Version information
This version is compatible with:
- , , , ,
This module has been deprecated by its author since Jan 5th 2018.
The author has suggested puppet-cassandra as its replacement.
Start using this module
Documentation
cassandra
Table of Contents
- Overview
- Setup - The basics of getting started with cassandra
- Usage - Configuration options and additional functionality
- Reference - An under-the-hood peek at what the module is doing and how
- Limitations - OS compatibility, etc.
- Contributers
- External Links
Overview
This module installs and configures Apache Cassandra. The installation steps were taken from the installation documentation prepared by DataStax [1] and the configuration parameters are the same as those for the Puppet module developed by msimonin [2].
Setup
What cassandra affects
- Installs the Cassandra package (default dsc21).
- Configures settings in ${config_path}/cassandra.yaml.
- Optionally insures that the Cassandra service is enabled and running.
- Optionally installs the Cassandra support tools (e.g. cassandra21-tools).
- Optionally configures a Yum repository to install the Cassandra packages from (on RedHat).
- Optionally configures an Apt repository to install the Cassandra packages from (on Ubuntu).
- Optionally installs a JRE/JDK package (e.g. java-1.7.0-openjdk).
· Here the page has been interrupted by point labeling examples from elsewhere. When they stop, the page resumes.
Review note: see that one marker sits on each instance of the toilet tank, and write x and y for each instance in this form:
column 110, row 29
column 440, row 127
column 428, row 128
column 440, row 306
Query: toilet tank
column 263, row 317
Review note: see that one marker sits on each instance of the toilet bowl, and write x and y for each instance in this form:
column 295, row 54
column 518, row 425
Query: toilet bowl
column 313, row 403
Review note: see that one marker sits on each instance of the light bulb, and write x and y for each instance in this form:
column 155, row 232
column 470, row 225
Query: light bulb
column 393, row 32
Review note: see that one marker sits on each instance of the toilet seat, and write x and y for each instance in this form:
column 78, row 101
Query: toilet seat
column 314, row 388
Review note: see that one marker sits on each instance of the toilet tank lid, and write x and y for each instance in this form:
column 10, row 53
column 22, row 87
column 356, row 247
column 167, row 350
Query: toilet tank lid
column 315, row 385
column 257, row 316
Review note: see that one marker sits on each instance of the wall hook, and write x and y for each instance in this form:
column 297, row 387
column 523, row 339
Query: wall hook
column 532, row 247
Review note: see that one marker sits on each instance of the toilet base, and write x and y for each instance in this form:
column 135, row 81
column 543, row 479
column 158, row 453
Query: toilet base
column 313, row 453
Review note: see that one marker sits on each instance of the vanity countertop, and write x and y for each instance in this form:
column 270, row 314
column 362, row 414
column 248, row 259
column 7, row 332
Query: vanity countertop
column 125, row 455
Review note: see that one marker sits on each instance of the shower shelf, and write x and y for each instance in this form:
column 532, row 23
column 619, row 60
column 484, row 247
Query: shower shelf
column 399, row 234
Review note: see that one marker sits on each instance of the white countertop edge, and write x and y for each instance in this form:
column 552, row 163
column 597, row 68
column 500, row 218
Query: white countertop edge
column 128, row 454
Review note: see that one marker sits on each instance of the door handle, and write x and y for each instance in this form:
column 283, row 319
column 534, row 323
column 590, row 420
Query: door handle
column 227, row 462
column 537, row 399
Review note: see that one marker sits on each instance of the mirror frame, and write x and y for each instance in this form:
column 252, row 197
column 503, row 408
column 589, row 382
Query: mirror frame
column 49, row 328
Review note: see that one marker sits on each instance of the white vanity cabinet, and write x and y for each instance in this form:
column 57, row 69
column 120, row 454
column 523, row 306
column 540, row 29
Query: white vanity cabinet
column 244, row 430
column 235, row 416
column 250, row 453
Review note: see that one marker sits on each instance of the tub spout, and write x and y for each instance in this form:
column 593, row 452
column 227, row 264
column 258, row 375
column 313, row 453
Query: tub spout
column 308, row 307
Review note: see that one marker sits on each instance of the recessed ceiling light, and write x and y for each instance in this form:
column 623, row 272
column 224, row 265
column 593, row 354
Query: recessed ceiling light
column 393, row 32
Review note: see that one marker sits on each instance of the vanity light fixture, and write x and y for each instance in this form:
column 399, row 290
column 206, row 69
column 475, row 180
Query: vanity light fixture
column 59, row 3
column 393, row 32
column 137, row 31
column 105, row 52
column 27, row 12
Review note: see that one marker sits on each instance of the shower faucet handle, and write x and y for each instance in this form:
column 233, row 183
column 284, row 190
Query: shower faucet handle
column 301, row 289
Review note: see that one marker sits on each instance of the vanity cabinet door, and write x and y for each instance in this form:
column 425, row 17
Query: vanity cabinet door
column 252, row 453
- Optionally installs the DataStax agent.
Beginning with cassandra
This most basic example would attempt to install the default Cassandra package (assuming there is an available repository). See the Usage(#usage) section for more realistic scenarios.
node 'example' {
include '::cassandra'
}
To install the DataStax agent, include the specific class.
node 'example' {
include '::cassandra'
include '::cassandra::datastax_agent'
}
To install with a reasonably sensible Java environment include the java subclass.
node 'example' {
include '::cassandra'
include '::cassandra::java'
}
To install Cassandra with the optional utilities.
node 'example' {
include '::cassandra'
include '::cassandra::optutils'
}
To install the main cassandra package (which is mandatory) and all the optional packages, do the following:
node 'example' {
include '::cassandra'
include '::cassandra::datastax_agent'
include '::cassandra::java'
include '::cassandra::optutils'
}
By saying the cassandra class/package is mandatory, what is meant is that all the sub classes have a dependancy on the main class. So for example one could not specify the cassandra::java class for a node with the cassandra class also being included.
Upgrading
The following changes to the API have taken place.
Changes in 0.4.0
-
cassandra::datastax_agent_package_ensure has now been replaced with cassandra::datastax_agent::package_ensure.
-
cassandra::datastax_agent_service_enable has now been replaced with cassandra::datastax_agent::service_enable.
-
cassandra::datastax_agent_service_ensure has now been replaced with cassandra::datastax_agent::service_ensure.
-
cassandra::datastax_agent_package_name has now been replaced with cassandra::datastax_agent::package_name.
-
cassandra::datastax_agent_service_name has now been replaced with cassandra::datastax_agent::service_name.
-
cassandra::java_package_ensure has now been replaced with cassandra::java::ensure.
-
cassandra::java_package_name has now been replaced with cassandra::java::package_name.
-
cassandra::cassandra_opt_package_ensure has now been replaced with cassandra::optutils:ensure.
-
cassandra::cassandra_opt_package_name has now been replaced with cassandra::optutils:package_name.
Changes in 0.3.0
-
cassandra_opt_package_ensure changed from 'present' to undef.
-
The manage_service option has been replaced with service_enable and service_ensure.
Usage
To install Cassandra in a two node cluster called 'Foobar Cluster' where node1 (192.168.42.1) is the seed and node2 192.168.42.2 is also to be a member, do something similar to this:
include cassandra::java
include cassandra::optutils
node 'node1' {
class { 'cassandra':
cluster_name => 'Foobar Cluster',
listen_address => "${::ipaddress}",
seeds => "${::ipaddress}",
manage_dsc_repo => true
}
}
node 'node2' {
class { 'cassandra':
cluster_name => 'Foobar Cluster',
listen_address => "${::ipaddress}",
seeds => '192.168.42.1',
manage_dsc_repo => true
}
}
This would also ensure that the JDK is installed and the optional Cassandra tools.
Class: cassandra
Parameters
#####authenticator
Authentication backend, implementing IAuthenticator; used to identify users
Out of the box, Cassandra provides
org.apache.cassandra.auth.{AllowAllAuthenticator, PasswordAuthenticator}.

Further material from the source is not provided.